Erenumab has been available in the United States since its approval by the Food & Drug Administration in May of 2018. A recently published research study has found that the drug is, in fact, helpful in treating headaches and migraine in patients by blocking a certain protein in the body.
The study, which gathered real-world data from 542 patient charts from 45 headache centers in Germany, found that a three-month treatment with the drug erenumab reduced the number of days patients experienced monthly headaches, migraine, and acute medication days. The study was published in The Journal of Headache and Pain on Nov. 6, 2021, and the research was conducted over six months, from July to December of 2019.

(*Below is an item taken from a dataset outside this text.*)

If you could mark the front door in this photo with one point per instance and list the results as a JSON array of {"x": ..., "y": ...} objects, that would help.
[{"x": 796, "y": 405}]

Researchers also found that headache intensity and frequency were reduced in more than 75% of patients and accompanying aura was reduced in 35% of patients. Physicians indicated that, in their professional judgement, 83% of patients responded to erenumab and 80% of the patients were satisfied with the results of the drug.
The physicians evaluated several factors to determine the impacts of erenumab, including how much headache and migraine reduced quality of life, the number of monthly days of migraine, and prophylactic treatments. Based on the physicians’ assessment, erenumab reduced the migraine symptoms in 65% of their patients and increased their quality of life in more than 75% of their patients.
The study concluded that erenumab is an effective monoclonal antibody treatment for migraine patients, particularly those who have failed several prophylactic therapies.
Study Methods
The study consisted of two parts: physicians reporting on the patients they were treating, and then physicians conducting a retrospective chart review for at least 10 but not more than 30 of their patients who had been on erenumab for at least three months.
A 24-item questionnaire, which was developed with input from a steering committee that consisted of medical and scientific experts in the neurology and migraines, was given to the physicians, who were asked to respond and provide supporting evidence from their patients’ charts. Nine of the questions focused on the physicians, their practices, and the treatment’s effect on their patients. The remaining 15 questions centered on the retrospective chart review.